In re Payment Card Interchange Fee and Merchant Discount Litigation, 05-MD-1720 (JG)(JO): Reached a $7.25 billion proposed antitrust settlement on behalf of a class of approximately seven million U.S. merchants who accept Visa and MasterCard credit cards and debit cards for the purchase of goods and services. The defendants included Visa and MasterCard, and major card-issuing banks such as JPMorgan Chase, Bank of America, Citibank, Wells Fargo, and Capital One. The settlement, which resolves the lawsuit, is believed to be the largest settlement of a private antitrust case in the 120-year history of the Sherman Act (15 U.S.C. §1 et seq.) and also includes important reforms of the payment card industry.
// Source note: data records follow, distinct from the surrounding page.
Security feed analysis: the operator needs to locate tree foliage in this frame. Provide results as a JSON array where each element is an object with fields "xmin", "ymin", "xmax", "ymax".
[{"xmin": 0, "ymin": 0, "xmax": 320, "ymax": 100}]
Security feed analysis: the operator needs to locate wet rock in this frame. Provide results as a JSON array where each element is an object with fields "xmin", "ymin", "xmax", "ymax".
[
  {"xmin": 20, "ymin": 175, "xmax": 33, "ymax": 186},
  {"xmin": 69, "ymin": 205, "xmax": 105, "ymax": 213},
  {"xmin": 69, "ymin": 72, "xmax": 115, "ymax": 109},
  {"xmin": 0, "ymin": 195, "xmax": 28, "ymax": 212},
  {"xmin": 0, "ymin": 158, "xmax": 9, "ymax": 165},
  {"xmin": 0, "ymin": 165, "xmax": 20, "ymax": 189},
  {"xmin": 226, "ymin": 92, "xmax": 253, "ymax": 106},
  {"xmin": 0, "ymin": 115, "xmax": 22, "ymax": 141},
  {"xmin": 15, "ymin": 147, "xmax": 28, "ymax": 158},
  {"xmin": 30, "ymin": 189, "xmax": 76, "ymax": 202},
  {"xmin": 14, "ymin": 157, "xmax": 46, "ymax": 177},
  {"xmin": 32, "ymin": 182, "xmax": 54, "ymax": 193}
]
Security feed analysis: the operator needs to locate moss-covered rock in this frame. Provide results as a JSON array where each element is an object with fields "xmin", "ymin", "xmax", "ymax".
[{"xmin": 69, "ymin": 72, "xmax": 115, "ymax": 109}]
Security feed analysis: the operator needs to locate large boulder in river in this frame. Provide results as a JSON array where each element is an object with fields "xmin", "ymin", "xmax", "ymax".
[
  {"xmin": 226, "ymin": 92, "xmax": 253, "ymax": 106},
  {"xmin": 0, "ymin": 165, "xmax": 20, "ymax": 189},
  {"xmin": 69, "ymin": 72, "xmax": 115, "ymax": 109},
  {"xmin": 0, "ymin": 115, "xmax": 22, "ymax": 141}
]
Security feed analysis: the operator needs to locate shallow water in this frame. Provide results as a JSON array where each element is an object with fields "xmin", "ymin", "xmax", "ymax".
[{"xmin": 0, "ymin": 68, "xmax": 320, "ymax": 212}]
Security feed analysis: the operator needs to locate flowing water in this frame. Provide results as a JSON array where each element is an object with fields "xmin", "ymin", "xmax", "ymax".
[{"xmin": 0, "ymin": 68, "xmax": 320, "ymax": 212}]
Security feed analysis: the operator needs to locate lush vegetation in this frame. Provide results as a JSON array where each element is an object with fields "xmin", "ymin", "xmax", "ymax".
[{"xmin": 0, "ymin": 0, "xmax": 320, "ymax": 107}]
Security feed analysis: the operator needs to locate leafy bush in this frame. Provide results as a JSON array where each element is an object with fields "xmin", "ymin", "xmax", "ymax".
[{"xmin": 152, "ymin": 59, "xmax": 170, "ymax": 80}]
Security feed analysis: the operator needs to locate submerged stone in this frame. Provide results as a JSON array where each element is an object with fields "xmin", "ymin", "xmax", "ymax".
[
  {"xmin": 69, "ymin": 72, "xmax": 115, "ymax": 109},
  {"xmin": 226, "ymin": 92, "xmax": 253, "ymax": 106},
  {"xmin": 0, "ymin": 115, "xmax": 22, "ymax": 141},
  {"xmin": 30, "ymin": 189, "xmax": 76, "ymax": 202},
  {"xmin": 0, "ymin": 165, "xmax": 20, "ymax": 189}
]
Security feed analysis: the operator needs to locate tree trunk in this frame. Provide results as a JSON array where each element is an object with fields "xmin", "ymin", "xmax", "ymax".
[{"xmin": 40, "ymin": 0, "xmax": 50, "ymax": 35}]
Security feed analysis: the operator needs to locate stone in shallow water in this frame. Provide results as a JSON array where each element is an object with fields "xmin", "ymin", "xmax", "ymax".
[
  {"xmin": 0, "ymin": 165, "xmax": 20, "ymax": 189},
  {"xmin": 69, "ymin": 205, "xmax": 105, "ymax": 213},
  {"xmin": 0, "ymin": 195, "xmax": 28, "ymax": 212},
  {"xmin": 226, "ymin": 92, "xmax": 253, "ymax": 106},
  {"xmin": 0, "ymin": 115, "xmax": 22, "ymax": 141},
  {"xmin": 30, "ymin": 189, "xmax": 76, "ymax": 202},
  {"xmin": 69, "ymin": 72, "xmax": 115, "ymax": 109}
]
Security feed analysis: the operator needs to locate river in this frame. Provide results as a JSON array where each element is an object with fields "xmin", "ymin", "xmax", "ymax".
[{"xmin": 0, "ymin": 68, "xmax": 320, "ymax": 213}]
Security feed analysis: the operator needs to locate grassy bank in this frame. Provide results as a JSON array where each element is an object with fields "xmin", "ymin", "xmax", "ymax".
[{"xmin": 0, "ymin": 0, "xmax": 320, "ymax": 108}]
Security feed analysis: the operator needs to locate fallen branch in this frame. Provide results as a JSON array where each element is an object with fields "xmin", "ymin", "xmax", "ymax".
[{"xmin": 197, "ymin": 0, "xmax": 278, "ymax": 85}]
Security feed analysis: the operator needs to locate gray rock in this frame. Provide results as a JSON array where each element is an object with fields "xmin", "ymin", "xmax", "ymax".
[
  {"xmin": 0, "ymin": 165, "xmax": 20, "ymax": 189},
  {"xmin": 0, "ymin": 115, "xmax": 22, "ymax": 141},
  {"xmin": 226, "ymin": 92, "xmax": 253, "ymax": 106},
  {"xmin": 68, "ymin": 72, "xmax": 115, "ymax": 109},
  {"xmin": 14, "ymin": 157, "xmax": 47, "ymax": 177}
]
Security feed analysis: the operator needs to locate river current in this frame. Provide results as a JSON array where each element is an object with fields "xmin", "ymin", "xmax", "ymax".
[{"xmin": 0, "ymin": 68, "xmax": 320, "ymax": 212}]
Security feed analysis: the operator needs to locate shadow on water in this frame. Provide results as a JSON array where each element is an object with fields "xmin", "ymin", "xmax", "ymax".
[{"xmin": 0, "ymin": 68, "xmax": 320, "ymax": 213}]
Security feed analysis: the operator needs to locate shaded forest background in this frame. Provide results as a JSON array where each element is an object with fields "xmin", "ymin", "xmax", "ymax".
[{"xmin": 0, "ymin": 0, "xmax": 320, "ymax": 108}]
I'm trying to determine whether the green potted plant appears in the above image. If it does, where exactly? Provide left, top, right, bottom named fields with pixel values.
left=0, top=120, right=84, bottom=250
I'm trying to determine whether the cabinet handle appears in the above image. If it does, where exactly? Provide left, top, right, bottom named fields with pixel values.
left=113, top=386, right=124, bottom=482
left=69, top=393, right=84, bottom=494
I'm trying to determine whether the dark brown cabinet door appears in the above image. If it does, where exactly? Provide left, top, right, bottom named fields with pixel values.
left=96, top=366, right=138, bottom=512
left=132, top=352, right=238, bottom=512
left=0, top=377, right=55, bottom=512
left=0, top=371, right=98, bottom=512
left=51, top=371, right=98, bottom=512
In re: Visa/MasterCard Antitrust Litigation, MDL 1575. Represented Best Buy, Inc. and Darden Restaurants (Red Lobster, Olive Garden) in antitrust challenge to anticompetitive conduct of Visa and MasterCard credit card networks.
Represented large agribusiness clients who were opt-out plaintiffs in In re Vitamins Antitrust Litigation, MDL 1285 (D.D.C.). The Vitamins litigation arose out of a decade-long price-fixing cartel of the major international vitamin manufacturers, and involved vigorously contested disputes regarding jurisdiction, foreign discovery, conspiracy, damages and expert issues. Clients included Land O' Lakes, Inc., Hormel Foods Corporation, CHS Co-Operatives, Gold'n Plump Poultry, and other large vitamin purchasers. The cases settled after discovery was complete, but before trial, for in excess of $250,000,000.
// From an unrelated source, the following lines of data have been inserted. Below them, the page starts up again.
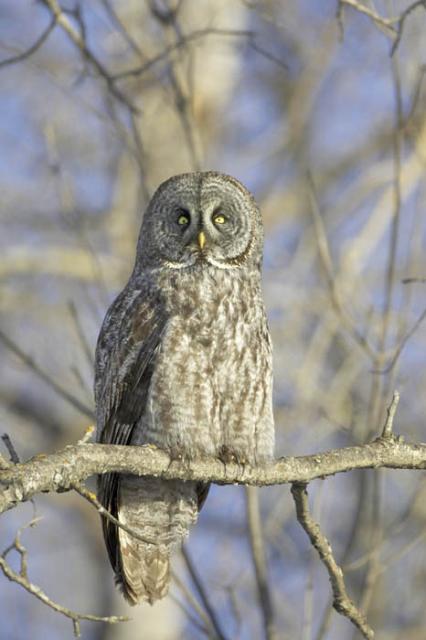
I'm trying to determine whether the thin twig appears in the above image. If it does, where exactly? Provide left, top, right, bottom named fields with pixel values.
left=0, top=329, right=93, bottom=419
left=0, top=16, right=56, bottom=69
left=1, top=433, right=20, bottom=464
left=43, top=0, right=138, bottom=112
left=182, top=545, right=231, bottom=640
left=112, top=28, right=254, bottom=80
left=382, top=391, right=399, bottom=438
left=291, top=483, right=374, bottom=640
left=0, top=437, right=426, bottom=513
left=246, top=487, right=278, bottom=640
left=71, top=484, right=155, bottom=544
left=0, top=520, right=129, bottom=637
left=308, top=173, right=376, bottom=360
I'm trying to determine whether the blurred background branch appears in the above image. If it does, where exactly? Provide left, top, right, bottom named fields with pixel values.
left=0, top=0, right=426, bottom=640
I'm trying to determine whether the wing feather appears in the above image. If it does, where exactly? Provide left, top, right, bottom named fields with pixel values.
left=95, top=285, right=167, bottom=573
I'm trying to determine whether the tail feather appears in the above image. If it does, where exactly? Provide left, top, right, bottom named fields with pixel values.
left=116, top=536, right=170, bottom=605
left=116, top=476, right=198, bottom=605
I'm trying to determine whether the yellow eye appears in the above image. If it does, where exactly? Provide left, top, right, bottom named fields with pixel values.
left=178, top=213, right=189, bottom=225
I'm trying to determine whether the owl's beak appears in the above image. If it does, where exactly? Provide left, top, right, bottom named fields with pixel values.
left=198, top=231, right=206, bottom=250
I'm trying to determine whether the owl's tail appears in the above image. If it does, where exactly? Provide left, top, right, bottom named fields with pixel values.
left=116, top=476, right=198, bottom=605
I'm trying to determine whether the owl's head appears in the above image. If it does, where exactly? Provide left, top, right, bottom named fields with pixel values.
left=136, top=171, right=263, bottom=269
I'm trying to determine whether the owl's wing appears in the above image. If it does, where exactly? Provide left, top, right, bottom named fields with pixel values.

In In re Methionine Antitrust Litigation, MDL 1311, (N.D. Cal.), represented many of the same large agribusiness clients as in In re: Vitamins Antitrust Litigation. Involved a challenge to international price-fixing cartel. Settled for $35,000,000.
From 1995 until 1998, Mr. Wildfang was the lead counsel for 22 plaintiffs in the case of Concord Boat Co., et al. v. Brunswick Corp. (See reported decisions at 21 F. Supp.2d 923, 34 F. Supp.2d 1125 (E.D. Ark. 1998)). The case involved cutting edge antitrust claims of restraint of trade, monopolization and unlawful mergers. After a 10 week trial, on June 19, 1998 the jury returned a verdict in favor of plaintiffs on all counts, and awarded damages of $133,000,000, plus attorneys fees. The jury's verdict was reversed on appeal, 207 F.3d 1039 (8th Cir. 2000), cert. denied, 531 U.S. 979 (2000) on grounds later rejected in a Third Circuit case pursuing a similar legal theory (Prior to joining Robins, Kaplan, Miller & Ciresi L.L.P.).
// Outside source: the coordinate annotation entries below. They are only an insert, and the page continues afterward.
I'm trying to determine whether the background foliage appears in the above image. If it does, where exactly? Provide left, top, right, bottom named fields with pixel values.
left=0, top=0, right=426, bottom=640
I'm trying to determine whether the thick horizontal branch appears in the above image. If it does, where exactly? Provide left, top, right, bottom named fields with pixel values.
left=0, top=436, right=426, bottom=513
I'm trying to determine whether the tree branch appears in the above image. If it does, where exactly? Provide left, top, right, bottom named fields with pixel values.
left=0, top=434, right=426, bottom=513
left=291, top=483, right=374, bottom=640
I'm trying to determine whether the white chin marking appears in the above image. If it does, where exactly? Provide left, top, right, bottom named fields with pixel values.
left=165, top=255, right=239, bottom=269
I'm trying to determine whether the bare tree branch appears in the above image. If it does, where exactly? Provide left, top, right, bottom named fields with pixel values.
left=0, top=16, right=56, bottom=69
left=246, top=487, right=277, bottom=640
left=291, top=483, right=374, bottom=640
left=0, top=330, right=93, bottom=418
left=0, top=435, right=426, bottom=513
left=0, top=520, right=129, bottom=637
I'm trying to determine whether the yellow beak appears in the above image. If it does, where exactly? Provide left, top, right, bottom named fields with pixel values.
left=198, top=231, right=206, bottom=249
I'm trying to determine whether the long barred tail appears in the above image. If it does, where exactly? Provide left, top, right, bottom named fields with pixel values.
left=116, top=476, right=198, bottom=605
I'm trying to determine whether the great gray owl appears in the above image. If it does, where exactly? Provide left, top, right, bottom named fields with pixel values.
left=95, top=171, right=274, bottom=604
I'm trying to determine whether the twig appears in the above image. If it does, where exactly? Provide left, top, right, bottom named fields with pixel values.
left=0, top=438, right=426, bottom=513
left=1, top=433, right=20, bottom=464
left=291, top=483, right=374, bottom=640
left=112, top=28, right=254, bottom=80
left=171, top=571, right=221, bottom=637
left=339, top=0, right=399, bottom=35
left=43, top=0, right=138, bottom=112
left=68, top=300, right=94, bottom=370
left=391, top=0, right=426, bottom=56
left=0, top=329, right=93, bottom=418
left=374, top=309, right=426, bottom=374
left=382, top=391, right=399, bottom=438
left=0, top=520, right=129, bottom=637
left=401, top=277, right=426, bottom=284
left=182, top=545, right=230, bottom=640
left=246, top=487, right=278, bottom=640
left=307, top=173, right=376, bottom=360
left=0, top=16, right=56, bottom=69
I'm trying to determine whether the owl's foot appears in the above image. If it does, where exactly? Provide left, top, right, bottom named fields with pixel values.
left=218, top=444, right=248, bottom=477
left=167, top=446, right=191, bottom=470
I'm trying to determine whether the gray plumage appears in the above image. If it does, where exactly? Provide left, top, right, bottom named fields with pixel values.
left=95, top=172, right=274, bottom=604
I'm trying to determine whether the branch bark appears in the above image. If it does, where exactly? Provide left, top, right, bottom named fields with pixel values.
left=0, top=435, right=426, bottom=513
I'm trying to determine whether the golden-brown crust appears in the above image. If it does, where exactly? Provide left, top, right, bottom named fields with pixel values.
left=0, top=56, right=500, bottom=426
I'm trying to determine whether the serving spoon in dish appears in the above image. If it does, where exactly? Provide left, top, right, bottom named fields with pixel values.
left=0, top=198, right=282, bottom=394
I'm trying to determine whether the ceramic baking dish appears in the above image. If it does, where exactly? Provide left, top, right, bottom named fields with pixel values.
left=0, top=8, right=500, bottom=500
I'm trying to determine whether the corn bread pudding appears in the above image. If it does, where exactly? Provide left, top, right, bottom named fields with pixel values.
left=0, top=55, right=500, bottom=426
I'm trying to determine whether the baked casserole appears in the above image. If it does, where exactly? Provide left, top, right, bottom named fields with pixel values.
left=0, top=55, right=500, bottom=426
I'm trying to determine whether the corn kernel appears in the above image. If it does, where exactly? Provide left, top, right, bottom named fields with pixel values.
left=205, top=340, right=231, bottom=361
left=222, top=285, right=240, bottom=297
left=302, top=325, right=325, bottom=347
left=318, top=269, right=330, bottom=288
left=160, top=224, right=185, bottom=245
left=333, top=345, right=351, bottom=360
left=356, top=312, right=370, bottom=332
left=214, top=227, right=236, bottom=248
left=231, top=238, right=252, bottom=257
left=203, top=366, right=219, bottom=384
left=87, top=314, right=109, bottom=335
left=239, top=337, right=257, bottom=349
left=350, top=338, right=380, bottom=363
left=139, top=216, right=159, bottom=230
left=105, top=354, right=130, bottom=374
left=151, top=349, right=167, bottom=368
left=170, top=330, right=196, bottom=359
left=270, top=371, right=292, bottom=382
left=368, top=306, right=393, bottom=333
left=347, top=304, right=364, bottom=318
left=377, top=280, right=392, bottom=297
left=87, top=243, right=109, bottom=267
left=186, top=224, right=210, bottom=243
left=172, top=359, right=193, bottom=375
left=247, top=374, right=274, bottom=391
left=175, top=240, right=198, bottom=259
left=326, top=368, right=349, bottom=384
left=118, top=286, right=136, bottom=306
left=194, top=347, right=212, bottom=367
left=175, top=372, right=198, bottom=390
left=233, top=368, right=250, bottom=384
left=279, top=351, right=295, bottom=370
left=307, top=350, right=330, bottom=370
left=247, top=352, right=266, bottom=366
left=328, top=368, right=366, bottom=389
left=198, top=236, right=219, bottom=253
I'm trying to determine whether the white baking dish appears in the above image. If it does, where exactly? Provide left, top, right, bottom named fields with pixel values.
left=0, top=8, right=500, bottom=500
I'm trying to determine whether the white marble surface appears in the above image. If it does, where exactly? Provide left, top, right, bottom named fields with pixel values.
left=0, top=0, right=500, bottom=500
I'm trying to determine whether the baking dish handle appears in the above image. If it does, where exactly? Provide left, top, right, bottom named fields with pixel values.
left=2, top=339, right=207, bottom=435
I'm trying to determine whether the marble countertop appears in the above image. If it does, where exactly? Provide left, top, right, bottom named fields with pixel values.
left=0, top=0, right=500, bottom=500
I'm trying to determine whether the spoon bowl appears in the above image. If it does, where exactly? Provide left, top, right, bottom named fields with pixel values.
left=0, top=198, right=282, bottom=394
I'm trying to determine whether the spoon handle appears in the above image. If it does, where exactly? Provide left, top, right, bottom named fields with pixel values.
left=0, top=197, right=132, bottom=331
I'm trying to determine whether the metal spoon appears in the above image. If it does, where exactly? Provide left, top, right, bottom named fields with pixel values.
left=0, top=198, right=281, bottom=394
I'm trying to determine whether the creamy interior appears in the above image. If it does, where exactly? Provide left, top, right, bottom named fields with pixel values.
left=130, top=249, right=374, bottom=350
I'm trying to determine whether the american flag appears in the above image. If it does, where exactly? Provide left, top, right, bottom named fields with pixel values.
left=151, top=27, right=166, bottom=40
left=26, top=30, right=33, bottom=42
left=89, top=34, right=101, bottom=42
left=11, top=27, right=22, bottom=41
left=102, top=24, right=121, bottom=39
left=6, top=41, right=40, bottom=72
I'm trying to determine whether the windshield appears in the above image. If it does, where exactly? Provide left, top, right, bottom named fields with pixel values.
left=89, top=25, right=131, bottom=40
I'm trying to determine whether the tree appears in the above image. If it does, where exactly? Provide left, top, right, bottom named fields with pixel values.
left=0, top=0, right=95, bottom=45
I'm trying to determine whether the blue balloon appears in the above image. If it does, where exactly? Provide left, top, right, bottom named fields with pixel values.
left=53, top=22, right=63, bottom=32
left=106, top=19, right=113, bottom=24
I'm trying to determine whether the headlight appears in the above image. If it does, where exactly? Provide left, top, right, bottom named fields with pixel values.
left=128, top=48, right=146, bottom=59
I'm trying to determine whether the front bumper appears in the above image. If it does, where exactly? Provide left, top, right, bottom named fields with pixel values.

In re Workers' Compensation Ins. Litig., (D.Minn. 4-85-1166), 574 F. Supp. 525 (D.Minn. 1983); 867 F.2d 1552 (8th Cir.); cert. denied, 492 U.S. 920 (1989); 130 F.R.D. 99 (D.Minn. 1990); 771 F. Supp. 284 (D.Minn. 1991) (Prior to joining Robins, Kaplan, Miller & Ciresi L.L.P.), a precedent-setting case involving both the McCarran-Ferguson Act exemption for insurance companies, as well as the State Action Doctrine.
Midwestern Mach. Co., et al. v. Northwest Airlines, Inc., (D.Minn. 97-1438), 990 F. Supp.2d 1128 (D.Minn. 1998); rev'd, 167 F.3d 439 (8th Cir. 1999) (Prior to joining Robins, Kaplan, Miller & Ciresi L.L.P.).